Given the amount of time we all spend in the workplace, it’s no surprise that many people meet their partners at work. With the lack of general legal restrictions on relationships in place, an office romance is no reason, of itself, to discipline an employee – although inappropriate behaviour linked to it may be.
Why should businesses worry about personal relationships between staff?
Employers are likely to have various concerns about workplace relationships, such as whether:
- a new relationship between colleagues could lead to jealousy and affect team morale;
- confidentiality is at risk if one person in the couple is aware of sensitive business information;
- the relationship could be a distraction from productivity for those involved and those working with the couple;
- there is a negative perception (both internally and externally) about whether this is appropriate (particularly if there is a big difference in seniority between the couple);
- there is a real or perceived risk of unfair advantage when it comes to appraisals or promotions or other employment activities;
- the relationship gives rise to a conflict of interest – in certain industries where the highest ethical standards are required, nepotism may be particularly frowned upon;
- it may be difficult to continue working relations between the employees if the relationship ends; or
- the employer may incur liability for legal claims itself as a result of the relationship.
Will American-style ‘love contracts’ work here?
A contractual term imposing a blanket ban on romantic relationships with colleagues is unlikely to be enforceable in the UK. Unlike in the US, the Human Rights Act 1998 enshrines a legal right to respect for private and family life and this restricts the extent to which employers can interfere with their employees’ private lives. An outright ban on personal relationships is unlikely to be considered proportionate (and therefore lawful) unless the employer can show a good business reason for it.
Why should employers have a ‘relationships at work’ policy?
A ‘relationships at work’ policy can assist an employer by setting out the expected standards of behaviour in the event of a personal relationship arising, and providing a framework for managers in dealing with such situations. Staff need to understand what is and is not acceptable behaviour, otherwise it will be difficult to discipline anyone fairly.
Employers are also likely to be concerned about the risk of legal claims as a result of a workplace relationship or its break-up. Having a relationships at work policy that is properly communicated to staff should provide some defence against vicarious liability for potential sex discrimination claims.

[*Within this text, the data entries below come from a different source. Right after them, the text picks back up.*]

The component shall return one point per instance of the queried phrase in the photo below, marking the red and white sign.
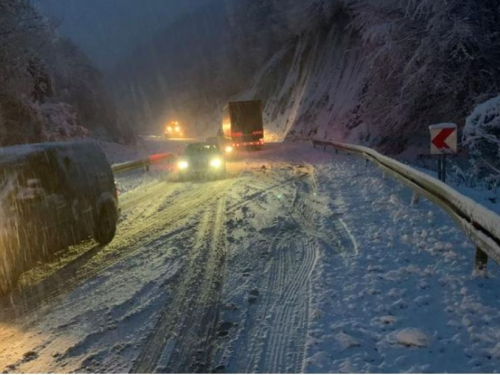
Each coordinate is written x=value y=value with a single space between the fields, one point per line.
x=443 y=139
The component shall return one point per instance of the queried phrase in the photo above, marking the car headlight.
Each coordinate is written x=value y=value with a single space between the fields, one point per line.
x=215 y=163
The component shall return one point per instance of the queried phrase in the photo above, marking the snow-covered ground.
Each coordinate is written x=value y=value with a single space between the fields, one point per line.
x=298 y=261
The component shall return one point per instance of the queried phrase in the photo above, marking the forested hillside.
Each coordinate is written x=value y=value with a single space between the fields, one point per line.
x=358 y=70
x=49 y=90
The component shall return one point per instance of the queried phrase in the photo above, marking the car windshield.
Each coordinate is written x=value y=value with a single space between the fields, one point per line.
x=200 y=149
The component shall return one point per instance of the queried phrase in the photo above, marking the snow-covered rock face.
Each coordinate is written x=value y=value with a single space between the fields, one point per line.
x=311 y=87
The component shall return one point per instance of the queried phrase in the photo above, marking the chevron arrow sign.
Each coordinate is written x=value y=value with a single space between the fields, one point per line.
x=443 y=139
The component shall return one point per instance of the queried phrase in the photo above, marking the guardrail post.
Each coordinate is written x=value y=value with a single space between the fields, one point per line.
x=481 y=260
x=414 y=199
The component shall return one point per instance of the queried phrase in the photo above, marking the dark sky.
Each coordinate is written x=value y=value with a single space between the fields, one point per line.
x=108 y=29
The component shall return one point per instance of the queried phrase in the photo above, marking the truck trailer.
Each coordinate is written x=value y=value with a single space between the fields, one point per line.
x=242 y=124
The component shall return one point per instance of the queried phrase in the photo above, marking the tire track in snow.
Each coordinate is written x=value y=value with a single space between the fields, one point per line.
x=94 y=260
x=183 y=336
x=272 y=333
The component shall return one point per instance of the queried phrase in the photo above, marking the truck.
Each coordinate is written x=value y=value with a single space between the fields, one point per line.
x=173 y=130
x=242 y=124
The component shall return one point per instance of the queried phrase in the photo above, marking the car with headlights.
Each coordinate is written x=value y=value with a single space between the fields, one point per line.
x=202 y=160
x=52 y=196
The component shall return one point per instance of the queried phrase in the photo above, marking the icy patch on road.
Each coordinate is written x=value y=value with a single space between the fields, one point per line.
x=408 y=297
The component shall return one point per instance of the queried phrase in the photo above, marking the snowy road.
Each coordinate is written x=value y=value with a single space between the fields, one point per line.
x=299 y=261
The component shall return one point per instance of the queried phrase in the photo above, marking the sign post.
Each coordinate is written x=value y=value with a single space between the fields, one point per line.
x=443 y=142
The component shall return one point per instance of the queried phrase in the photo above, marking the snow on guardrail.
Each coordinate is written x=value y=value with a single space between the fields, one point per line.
x=142 y=163
x=481 y=225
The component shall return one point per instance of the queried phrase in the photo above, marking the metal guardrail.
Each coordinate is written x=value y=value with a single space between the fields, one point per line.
x=481 y=225
x=142 y=163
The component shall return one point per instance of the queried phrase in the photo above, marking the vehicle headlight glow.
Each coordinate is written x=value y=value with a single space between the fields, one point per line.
x=215 y=163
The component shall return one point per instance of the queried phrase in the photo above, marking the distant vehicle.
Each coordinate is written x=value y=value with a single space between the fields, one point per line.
x=243 y=125
x=202 y=160
x=223 y=144
x=52 y=196
x=173 y=130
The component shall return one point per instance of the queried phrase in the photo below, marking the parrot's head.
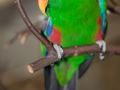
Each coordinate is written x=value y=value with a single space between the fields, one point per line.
x=42 y=5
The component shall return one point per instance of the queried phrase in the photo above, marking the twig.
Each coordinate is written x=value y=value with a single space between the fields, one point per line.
x=71 y=51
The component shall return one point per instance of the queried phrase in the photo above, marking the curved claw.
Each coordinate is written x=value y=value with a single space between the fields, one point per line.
x=102 y=45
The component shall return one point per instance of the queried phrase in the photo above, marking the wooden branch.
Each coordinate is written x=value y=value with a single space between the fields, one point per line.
x=115 y=8
x=71 y=51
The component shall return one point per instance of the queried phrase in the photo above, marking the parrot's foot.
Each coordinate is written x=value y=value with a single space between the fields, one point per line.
x=102 y=45
x=59 y=51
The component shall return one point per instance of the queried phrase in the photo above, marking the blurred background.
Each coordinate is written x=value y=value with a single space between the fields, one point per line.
x=101 y=75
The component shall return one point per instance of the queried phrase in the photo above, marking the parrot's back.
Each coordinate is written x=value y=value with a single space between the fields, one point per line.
x=73 y=23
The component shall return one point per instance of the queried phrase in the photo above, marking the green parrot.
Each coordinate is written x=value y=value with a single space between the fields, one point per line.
x=73 y=23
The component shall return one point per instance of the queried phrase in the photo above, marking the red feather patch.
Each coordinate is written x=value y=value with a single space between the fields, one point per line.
x=55 y=37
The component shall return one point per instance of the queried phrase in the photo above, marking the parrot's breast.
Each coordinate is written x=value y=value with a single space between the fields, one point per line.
x=77 y=21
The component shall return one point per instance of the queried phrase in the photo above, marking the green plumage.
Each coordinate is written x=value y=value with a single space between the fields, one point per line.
x=77 y=21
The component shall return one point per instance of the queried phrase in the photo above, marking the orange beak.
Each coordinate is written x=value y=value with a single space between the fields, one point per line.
x=42 y=5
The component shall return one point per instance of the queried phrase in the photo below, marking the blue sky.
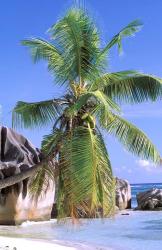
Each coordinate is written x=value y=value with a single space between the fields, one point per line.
x=20 y=79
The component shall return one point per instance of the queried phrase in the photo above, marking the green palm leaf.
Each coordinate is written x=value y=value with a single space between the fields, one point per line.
x=78 y=40
x=130 y=86
x=83 y=162
x=129 y=30
x=133 y=139
x=29 y=115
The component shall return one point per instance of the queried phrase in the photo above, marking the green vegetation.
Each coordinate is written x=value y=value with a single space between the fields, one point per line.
x=91 y=104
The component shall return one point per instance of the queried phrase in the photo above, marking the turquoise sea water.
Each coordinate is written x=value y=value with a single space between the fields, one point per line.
x=140 y=230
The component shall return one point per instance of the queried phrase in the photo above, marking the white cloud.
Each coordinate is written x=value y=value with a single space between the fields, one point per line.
x=147 y=165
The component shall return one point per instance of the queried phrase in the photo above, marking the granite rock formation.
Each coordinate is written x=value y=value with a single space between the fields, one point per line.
x=123 y=194
x=150 y=200
x=17 y=154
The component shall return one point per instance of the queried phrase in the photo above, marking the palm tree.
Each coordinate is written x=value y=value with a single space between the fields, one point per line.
x=91 y=104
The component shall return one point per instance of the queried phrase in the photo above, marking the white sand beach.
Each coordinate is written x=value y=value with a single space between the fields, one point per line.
x=7 y=243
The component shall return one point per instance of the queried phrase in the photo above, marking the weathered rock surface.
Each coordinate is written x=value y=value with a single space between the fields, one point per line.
x=150 y=200
x=123 y=194
x=16 y=205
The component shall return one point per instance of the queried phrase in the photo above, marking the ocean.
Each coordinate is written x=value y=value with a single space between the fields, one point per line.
x=136 y=188
x=140 y=230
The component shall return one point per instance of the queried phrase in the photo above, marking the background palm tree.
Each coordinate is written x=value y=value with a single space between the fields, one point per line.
x=91 y=104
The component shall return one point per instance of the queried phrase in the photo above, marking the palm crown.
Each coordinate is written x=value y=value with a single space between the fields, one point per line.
x=91 y=104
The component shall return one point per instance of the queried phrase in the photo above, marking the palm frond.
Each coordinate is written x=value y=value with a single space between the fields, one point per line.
x=44 y=50
x=127 y=31
x=77 y=38
x=131 y=87
x=133 y=139
x=30 y=115
x=84 y=161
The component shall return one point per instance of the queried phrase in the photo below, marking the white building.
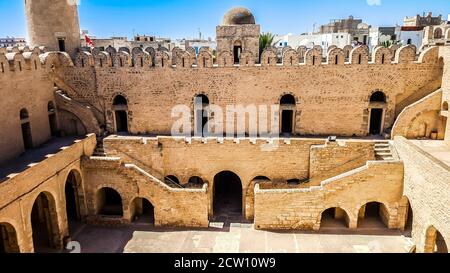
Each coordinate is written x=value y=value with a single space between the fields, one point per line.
x=411 y=36
x=311 y=40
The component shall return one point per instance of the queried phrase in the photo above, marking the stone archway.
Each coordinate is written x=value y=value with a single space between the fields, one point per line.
x=227 y=195
x=74 y=200
x=109 y=203
x=143 y=211
x=44 y=223
x=8 y=239
x=434 y=241
x=373 y=215
x=334 y=218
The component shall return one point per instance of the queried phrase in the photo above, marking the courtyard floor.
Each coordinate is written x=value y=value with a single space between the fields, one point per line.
x=237 y=238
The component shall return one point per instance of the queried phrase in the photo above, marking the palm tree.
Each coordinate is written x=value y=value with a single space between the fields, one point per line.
x=265 y=41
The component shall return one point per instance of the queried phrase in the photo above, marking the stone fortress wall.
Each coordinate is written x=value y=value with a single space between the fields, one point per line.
x=320 y=89
x=332 y=97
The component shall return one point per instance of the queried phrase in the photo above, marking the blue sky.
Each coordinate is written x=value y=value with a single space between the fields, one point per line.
x=183 y=18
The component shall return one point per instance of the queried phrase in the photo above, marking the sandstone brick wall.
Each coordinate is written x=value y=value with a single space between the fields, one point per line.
x=301 y=209
x=426 y=186
x=172 y=207
x=49 y=20
x=331 y=99
x=246 y=35
x=444 y=54
x=18 y=194
x=23 y=85
x=166 y=156
x=422 y=118
x=335 y=158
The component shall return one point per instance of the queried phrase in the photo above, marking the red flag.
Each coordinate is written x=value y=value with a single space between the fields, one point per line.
x=88 y=41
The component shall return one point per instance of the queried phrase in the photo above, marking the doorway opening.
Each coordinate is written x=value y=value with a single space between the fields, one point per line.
x=144 y=211
x=376 y=119
x=227 y=194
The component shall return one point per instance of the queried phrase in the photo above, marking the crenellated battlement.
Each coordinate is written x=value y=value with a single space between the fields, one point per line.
x=180 y=59
x=19 y=59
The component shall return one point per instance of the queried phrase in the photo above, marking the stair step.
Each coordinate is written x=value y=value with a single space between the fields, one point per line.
x=382 y=146
x=384 y=154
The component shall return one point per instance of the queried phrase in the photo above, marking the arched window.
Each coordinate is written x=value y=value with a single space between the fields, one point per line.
x=287 y=109
x=52 y=118
x=26 y=129
x=109 y=202
x=287 y=100
x=201 y=114
x=445 y=106
x=195 y=180
x=120 y=100
x=261 y=178
x=172 y=180
x=24 y=114
x=378 y=97
x=237 y=50
x=120 y=107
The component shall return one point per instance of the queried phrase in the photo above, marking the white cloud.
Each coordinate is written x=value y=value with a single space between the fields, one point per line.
x=374 y=2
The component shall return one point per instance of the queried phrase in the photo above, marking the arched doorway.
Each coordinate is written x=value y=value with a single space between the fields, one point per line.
x=435 y=242
x=227 y=194
x=172 y=180
x=195 y=182
x=8 y=239
x=334 y=218
x=373 y=215
x=287 y=113
x=44 y=224
x=237 y=50
x=72 y=189
x=409 y=221
x=26 y=129
x=377 y=106
x=144 y=212
x=201 y=114
x=109 y=202
x=52 y=119
x=120 y=108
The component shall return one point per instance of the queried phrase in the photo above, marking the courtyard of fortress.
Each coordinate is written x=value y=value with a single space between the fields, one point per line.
x=362 y=140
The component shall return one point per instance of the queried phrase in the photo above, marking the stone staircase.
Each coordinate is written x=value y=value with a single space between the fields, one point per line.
x=383 y=151
x=99 y=149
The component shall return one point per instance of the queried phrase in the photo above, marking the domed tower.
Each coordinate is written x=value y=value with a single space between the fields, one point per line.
x=54 y=24
x=238 y=33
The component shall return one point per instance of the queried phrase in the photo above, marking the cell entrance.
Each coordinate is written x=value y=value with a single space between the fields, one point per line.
x=287 y=121
x=227 y=194
x=121 y=121
x=376 y=118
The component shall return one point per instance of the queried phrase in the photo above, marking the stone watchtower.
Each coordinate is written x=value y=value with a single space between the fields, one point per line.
x=54 y=24
x=238 y=33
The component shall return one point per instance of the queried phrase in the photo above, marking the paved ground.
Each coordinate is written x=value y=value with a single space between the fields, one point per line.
x=438 y=149
x=236 y=238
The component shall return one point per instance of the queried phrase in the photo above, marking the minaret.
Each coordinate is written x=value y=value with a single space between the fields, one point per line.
x=54 y=24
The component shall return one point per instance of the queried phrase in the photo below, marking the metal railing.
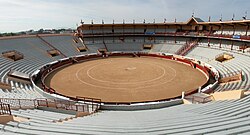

Businesses need to think carefully about the damage that could be caused by relationships at work and put in place a policy that deals with these specific concerns.
An initial statement explaining why the employer has introduced the policy is helpful to show that it has thought about the possible damage to its business and weighed this against any detrimental effect on individuals.
What should the policy contain?
The policy needs to define what is meant by ‘personal relationship’ in a work context. This is a sensitive area, but it is crucial to be clear. While an employer will generally wish to use a broad definition to prevent ‘loopholes’ arising, it is questionable that it would wish to be informed about every stolen kiss at the Christmas party.
The policy could include guidelines for managers when dealing with employees in personal relationships, such as reminders about confidentiality and data protection.
Employers need to decide whether they can justify having an outright ban on relationships in the policy or whether they will take a more nuanced stance and simply require employees to disclose them. This will enable employers to take pre-emptive steps to avoid potential conflicts of interest and risks to the business and is likely to be a more appropriate approach.
Once informed about a relationship, an employer may wish to reserve the power to move one of the couple to a different reporting line. However, the discrimination risk should always be considered, as automatically assuming that the more junior person will be moved could be indirectly discriminatory on the grounds of sex in organisations where there are more women in junior roles.
While sensitivity is required in dealing with personal relationships, scrupulous impartiality from the employer is the best defence against complaints and dealing even-handedly with both partners is crucial. With a robust policy in place to ensure this, employers can look forward to many more happy Valentine’s days.